Earlier this year, the Irish Government announced imminent plans to publish legislation providing for a statutory code of conduct to regulate the retail sector and eliminate practices such as the use of ‘hello money’.
The legislative basis for a code of conduct is expected to be included in the Consumer and Competition Bill which, according to the Government Legislative Programme, is due to be published before the Government Easter break. The introduction of a code has been a long time in the offing.

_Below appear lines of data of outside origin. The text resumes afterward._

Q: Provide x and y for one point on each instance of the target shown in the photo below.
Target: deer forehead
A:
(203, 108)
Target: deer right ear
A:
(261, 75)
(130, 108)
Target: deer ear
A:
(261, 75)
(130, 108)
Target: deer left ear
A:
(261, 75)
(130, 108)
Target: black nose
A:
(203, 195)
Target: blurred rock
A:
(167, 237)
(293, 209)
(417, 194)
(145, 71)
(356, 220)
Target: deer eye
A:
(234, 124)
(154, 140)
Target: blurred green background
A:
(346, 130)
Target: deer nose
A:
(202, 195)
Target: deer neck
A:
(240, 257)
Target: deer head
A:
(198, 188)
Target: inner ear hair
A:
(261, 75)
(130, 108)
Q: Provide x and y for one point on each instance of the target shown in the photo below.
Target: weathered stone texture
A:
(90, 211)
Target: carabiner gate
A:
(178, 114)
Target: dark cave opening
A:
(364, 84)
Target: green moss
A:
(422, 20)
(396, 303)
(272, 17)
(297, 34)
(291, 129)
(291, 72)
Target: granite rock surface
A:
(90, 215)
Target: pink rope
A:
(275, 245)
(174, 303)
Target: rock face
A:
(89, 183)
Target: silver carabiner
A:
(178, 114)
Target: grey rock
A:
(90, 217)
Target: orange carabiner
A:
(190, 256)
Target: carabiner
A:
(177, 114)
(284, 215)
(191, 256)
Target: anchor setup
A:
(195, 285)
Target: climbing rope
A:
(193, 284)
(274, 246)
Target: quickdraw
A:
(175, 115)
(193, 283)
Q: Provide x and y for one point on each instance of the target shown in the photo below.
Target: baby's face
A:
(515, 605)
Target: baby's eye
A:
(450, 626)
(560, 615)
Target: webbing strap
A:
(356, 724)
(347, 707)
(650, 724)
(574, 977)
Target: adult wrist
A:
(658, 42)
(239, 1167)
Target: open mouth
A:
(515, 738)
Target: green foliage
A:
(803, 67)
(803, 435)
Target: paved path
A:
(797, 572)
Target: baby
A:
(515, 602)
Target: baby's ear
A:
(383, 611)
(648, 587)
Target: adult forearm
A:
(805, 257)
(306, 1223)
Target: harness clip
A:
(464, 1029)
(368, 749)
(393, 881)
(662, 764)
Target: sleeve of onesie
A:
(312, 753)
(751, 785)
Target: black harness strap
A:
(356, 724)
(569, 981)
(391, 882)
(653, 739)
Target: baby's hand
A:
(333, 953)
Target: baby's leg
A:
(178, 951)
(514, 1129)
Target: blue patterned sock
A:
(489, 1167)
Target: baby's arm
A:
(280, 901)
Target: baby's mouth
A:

Draft codes were published in 2009 and 2011 and public consultations were launched, but no final position was reached.
The code of conduct itself is likely to be promulgated by ministerial regulation and is expected to provide for the appointment of an ombudsman to arbitrate disputes between consumers, retailers and suppliers; a prohibition on the use of so-called ‘hello money’ in the industry; and greater transparency in food labelling in light of the recent horsemeat scandal.
A code of conduct has been in place in the UK since 2010, where an adjudicator appointed to investigate alleged breaches of the code has power to fine retailers found to be in breach of its provisions.
The proposed Irish legislation will be widely welcomed by farmers and suppliers who have been calling for a code of practice and an ombudsman for the sector for several years. Many retailers, however, argue that a statutory code will result in retailers sourcing more of their stock overseas, extra costs being imposed, and jobs in the retail and wholesale sectors being lost. They also claim there is a risk that new rules and regulations will act as barriers to new suppliers entering the market.
It is clear that the Minister for Jobs, Enterprise and Innovation will face a delicate balancing exercise in marrying the competing interests of the retailers, suppliers and consumers within the parameters of the new code.